Dirty Wedding - Page 7

It's not just the snug dress. Or the pendant between her perfect tits. Or the flush of her cheeks.

I want to tear off her clothes and I want to ask about her day. Her year. Her life.

She wraps her fingers around the stem. Takes a long sip. Marks the glass with her lipstick.

"You like it?"

She nods. "I don't drink a lot of wine. Mostly whiskey with customers at work."

My skin crawls at the thought of some rich arsehole nagging her to share a shot. "The same place?"

She leans back in her seat. "You don't know?"

"Do you want me to?"

She traces the rim of her glass. "Does it matter what I want?"

Of course. "I went there looking for you."

Her eyes fill with surprise. "When?"

"A month ago. I went every night for a week straight. Eventually, the bartender recognized me. She asked if I was looking for you."

"Were you?"

"It didn't occur to me, but I was. I missed you." The words are awkward on my tongue. They're true. Too true. I have missed her. I shouldn't.

We spent a summer together. Then we parted. And I moved on.

I was engaged, for fuck's sake.

"You missed me?" Doubt spreads over her expression. "Really?"

"You haven't missed me?"

Her eyes move over me slowly. "I wasn't engaged to someone else."

"You've spent the last three years single?"

She picks up her glass. Takes another sip. "I haven't had a lot of time for dating. Though I imagine you already know that." Her throat tightens. Some mix of anger—who do I think I am, knowing her business—and grief.

"I'm sorry about your mother."

"Thank you." Her eyes go to the table. She stares at it, looking for something, not finding it. "I'm sorry your fiancée left."

"Are you?"

Her eyes trace a line across the table, up my deep blue tie, my jaw, lips, nose, eyes.

I let silence fall. Watch her study me. Look for cracks.

Are they there? The last year—

I'm not myself. I'm not the tough, in control, impossible to rattle man I used to be.

I need to get there. To find that person.

The man who is never distracted. Who isn't afraid of loss or vulnerability.

Who isn't afraid of anything.

The server interrupts us. With two plates. Shrimp arrabbiata.

Her favorite.

She shakes her head. Stifles a laugh. "You ordered for me?"

"You don't want it?"

"I do." She picks up her fork. Stabs a piece of penne. "But it's presumptuous."

"You didn't always mind."

"Things change."

They do. And I need to up my game if I'm going to convince her.

She still works that awful job. Laughing at bad jokes, letting men leer at her tits, trading on her youth and beauty.

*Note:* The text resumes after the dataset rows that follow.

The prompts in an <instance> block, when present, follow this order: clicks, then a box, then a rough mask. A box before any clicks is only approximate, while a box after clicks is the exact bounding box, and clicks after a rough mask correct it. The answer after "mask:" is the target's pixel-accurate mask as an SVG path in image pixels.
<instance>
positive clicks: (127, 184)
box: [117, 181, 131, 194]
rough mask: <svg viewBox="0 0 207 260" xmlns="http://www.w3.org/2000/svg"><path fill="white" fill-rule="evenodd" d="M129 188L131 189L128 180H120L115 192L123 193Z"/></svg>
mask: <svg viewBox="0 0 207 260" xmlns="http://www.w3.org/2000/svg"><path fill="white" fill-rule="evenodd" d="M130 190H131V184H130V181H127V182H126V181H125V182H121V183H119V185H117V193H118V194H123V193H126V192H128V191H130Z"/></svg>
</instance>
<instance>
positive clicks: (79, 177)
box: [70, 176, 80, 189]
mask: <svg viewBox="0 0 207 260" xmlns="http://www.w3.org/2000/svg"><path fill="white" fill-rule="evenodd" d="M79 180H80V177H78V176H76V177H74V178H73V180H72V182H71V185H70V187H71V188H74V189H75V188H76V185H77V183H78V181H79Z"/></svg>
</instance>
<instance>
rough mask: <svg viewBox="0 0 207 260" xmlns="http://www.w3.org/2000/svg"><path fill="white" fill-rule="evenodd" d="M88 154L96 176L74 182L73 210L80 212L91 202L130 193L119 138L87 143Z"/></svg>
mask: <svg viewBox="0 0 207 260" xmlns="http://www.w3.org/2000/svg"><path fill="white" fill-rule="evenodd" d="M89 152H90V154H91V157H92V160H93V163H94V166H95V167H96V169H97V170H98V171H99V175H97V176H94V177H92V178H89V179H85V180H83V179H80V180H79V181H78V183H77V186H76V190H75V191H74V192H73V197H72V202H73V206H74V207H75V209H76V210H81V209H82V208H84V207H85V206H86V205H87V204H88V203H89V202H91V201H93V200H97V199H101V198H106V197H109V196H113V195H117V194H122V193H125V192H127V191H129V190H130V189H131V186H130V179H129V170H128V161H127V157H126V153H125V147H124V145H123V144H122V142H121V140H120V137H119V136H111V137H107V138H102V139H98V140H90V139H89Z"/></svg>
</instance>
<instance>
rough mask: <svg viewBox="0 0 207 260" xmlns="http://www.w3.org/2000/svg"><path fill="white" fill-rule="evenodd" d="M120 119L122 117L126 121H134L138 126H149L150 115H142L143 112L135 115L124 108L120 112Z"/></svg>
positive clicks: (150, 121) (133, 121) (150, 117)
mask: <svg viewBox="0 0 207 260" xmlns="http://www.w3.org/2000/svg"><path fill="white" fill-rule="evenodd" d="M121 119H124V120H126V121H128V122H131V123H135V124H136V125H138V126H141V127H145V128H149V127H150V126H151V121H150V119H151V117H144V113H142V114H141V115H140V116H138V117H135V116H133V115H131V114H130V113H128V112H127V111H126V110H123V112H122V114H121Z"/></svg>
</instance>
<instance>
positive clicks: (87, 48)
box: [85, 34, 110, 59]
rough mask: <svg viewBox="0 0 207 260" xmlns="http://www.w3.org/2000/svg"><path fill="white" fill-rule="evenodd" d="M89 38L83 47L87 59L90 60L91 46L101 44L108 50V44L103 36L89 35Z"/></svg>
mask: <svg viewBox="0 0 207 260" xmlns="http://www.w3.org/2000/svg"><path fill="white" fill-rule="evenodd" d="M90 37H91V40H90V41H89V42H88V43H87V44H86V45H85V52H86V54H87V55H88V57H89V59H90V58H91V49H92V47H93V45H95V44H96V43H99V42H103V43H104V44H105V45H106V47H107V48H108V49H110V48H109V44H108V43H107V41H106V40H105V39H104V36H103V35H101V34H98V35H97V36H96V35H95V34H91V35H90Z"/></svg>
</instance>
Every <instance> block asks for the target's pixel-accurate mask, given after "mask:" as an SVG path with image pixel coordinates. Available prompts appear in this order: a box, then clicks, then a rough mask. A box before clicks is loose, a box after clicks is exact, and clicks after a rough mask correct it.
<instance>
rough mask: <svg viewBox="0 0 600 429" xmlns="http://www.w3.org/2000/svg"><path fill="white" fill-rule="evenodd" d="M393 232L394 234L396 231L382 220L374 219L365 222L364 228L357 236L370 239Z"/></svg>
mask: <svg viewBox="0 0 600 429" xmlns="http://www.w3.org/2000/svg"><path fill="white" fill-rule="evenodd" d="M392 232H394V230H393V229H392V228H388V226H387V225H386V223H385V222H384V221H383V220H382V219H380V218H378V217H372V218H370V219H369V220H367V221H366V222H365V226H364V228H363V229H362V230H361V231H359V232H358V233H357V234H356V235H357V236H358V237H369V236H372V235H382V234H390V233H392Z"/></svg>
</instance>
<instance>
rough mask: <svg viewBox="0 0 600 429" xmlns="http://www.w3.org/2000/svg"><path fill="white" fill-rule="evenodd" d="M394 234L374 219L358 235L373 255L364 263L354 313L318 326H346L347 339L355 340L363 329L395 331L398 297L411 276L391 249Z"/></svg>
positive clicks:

They offer her cash for sex. They did three years ago. That wouldn't change just because she's cut her hair.

She needs money.

Has she ever said yes?

Some arsehole who sees her as a warm spot for his dick—

Who doesn't deserve her—

The thought makes my stomach turn.

But where do I get off? It's not like I spent the last year fucking women who saw into my soul.

And I have options.

She's broke. At risk of losing her apartment. Of not paying her sister's tuition. Of working this shitty job until she's too old to play the part of the pretty, young thing.

What then?

I don't like that future for her.

"Fuck." She groans over her pasta. "This is better than I remember."

My chest warms. Her bliss still satisfies me. It still fills me with an intense need to take care of her.

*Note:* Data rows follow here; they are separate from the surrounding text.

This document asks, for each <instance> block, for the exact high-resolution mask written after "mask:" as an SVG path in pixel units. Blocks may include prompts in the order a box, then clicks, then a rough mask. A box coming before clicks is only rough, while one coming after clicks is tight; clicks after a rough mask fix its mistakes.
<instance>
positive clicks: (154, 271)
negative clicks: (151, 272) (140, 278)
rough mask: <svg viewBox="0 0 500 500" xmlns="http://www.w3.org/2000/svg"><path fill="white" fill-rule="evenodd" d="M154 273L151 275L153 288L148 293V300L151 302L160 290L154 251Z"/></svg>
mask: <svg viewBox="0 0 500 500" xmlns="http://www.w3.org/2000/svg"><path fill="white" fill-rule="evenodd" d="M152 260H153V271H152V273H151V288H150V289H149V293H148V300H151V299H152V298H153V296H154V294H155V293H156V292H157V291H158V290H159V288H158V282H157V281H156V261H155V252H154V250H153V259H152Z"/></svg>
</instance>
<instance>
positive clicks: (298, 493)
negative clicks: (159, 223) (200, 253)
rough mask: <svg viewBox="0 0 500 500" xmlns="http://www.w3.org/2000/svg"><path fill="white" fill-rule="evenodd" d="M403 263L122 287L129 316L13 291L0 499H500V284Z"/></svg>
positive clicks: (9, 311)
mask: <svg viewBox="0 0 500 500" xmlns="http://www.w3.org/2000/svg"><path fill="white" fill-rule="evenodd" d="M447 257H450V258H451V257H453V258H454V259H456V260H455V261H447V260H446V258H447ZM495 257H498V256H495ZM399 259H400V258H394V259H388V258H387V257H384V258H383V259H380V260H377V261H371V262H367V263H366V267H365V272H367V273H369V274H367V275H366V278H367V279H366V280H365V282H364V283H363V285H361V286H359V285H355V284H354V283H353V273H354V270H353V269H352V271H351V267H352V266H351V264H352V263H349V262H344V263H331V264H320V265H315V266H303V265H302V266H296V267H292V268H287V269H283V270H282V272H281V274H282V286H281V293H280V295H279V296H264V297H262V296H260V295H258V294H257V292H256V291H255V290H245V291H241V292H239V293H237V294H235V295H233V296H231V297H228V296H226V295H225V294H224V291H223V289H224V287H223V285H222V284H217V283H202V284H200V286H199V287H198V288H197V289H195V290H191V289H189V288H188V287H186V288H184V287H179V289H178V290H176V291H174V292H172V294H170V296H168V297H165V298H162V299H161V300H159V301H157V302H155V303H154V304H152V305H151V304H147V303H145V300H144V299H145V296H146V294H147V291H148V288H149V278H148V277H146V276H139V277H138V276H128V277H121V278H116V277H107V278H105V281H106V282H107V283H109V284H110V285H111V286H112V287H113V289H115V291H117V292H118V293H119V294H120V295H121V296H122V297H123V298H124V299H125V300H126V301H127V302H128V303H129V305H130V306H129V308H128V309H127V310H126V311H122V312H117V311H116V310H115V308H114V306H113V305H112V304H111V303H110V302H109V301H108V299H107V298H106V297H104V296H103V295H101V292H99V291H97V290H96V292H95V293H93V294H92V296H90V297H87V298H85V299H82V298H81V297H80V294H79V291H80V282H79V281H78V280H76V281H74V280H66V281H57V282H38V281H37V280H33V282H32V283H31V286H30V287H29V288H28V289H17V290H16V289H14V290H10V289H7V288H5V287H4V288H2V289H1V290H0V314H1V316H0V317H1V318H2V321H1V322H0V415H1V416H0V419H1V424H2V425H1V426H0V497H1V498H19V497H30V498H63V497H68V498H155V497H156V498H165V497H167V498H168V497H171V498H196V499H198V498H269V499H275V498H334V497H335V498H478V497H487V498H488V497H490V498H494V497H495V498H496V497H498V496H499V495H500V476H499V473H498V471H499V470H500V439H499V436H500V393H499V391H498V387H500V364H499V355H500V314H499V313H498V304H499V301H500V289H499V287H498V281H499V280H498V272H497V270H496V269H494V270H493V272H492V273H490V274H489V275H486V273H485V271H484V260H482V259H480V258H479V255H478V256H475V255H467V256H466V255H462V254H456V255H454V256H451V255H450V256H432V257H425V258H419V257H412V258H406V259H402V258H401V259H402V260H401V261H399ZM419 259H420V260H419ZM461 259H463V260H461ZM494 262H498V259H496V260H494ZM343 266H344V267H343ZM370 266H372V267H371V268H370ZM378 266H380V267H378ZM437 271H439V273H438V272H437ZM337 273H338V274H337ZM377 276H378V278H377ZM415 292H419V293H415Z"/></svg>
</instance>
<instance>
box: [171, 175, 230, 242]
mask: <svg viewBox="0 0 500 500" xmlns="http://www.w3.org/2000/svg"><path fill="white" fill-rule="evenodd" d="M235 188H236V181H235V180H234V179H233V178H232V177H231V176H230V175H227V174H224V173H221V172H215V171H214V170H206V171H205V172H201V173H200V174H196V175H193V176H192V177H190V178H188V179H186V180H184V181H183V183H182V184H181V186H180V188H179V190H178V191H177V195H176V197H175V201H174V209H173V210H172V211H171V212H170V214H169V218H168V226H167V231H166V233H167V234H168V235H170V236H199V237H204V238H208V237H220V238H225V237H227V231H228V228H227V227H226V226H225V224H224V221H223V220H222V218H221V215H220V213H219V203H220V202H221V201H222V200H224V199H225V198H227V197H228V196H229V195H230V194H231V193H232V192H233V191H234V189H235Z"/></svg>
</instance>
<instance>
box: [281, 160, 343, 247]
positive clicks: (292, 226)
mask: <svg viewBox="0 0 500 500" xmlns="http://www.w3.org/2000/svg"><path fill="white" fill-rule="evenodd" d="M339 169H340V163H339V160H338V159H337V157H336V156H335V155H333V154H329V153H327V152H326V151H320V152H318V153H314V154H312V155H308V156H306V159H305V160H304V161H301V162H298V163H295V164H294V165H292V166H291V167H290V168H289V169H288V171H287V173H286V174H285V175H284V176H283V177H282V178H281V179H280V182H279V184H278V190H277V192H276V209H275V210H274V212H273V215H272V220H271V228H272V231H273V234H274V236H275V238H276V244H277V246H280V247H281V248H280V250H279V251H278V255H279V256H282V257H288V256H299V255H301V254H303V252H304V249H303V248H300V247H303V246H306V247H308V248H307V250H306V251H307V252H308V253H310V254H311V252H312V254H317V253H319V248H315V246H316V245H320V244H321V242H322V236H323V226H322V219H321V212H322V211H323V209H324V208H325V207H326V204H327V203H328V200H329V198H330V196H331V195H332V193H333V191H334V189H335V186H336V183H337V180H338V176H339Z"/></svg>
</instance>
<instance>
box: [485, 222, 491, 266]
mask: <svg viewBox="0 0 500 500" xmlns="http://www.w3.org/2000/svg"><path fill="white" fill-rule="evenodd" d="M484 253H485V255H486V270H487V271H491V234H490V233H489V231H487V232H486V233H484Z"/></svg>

"Still presumptuous." She swallows another bite. "But really fucking good."

My eyes stay on her as she brings another forkful to her lips.

Her eyes close. Her brows soften.

For a moment, she's in that world of satisfaction.

Then her eyes blink open. Find mine.

"Are you going to eat? Or did you invite me here just to watch me?" She traces the stem of her wineglass. "That's kinky. Even for you."

"Even for me?"

She nods.

I take a bite. Let the spicy, tangy sauce overwhelm my taste buds. I haven't had arrabbiata in a long time.

It makes me think of her. And I can't think of her. I couldn't. It fucked with my head.

I chew. Swallow. Sip my wine. "Things change. Like you said."

"Have they?" She tries to keep her voice even, but she doesn't get there. When I don't respond, she continues. "Your tastes. Have they changed?"

Fuck.

I can't answer that.

It's been a long time since I've considered asking a woman to submit.

Right now, sitting across from her, watching her chest rise and fall with her breath, watching curiosity spread over her eyes—

I need it.

It's undeniable.

"You've racked up a reputation," she says. "But that isn't part of it." Her eyes pass over me slowly. Stop on my tie. "None of your friends have mentioned your penchant for rope. Or orders. Or pain."

My cock stirs. Blood rushes south. It's not what I need. I need to stay in control.

"Either you're asking women to sign NDAs, or…" She raises a brow, offering me the floor.